Ibrahim Marzouk

January 10, 1996 to February 10, 1996
Solo
Galerie Janine Rubeiz

Ibrahim Marzouk

Fils de la rue, Ibrahim Marzouk y a vécu, il y est mort.

Pourtant, nul, moins que ce gai luron à la voix d'or qui aurait pu devenir chanteur de haute tradition; nul, moins que ce pur produit des souks beyrouthins qui hantait la confiserie paternelle quand il ne se mêlait pas aux clients des cafés arabes de la place Assour, avide d'observations sur le vif; nul, moins que cet amoureux fou de la vie, ultra-sensible à la solitude des êtres, des choses et des lieux, n'était apparemment voué à devenir, à trente-six ans, en pleine force créative, ce citoyen-martyr exemplaire fauché par un obus dans une file d'attente pour un kilo de pain, aux premiers temps de la guerre.

Même à Hyderabad, aux Indes, où il séjourne en 1960 à titre de boursier, ses sujets favoris restent les rues et les cafés.

De 1965 à 1968, il parfait sa formation artistique à Rome, il s'y laisse fasciner par la noctambule furtivité des chats de gouttière.

A Beyrouth, il élabore, comme s'il se ménageait

prémonitoirement un refuge symbolique contre les rues en passe de devenir mortelles, une imagerie de huis-clos intimiste, dans une pérégrination autour de son atelier et de sa mémoire.

Le miroir, où tout un bric-à-brac incongru de souvenirs d'enfance et de voyages se reflète, souvent avec son propre visage, devient son thème par excellence.

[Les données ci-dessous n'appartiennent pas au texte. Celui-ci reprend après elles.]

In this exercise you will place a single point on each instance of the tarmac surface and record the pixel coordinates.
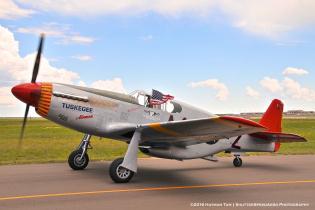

Il traduit son rapport de plus en plus complexe et ambigu avec la vérité et l'illusion, avec lui-même, la réalité, la perception et la peinture, devenue miroir au second degré.

Il sonde inlassablement, dans ses autoportraits obses-sionels, son propre mystère, l'équivoque de la vie et, sans doute, l'énigme de la mort.

Cette ultime période créative lui assigne une page à part dans l'album de la peinture libanaise.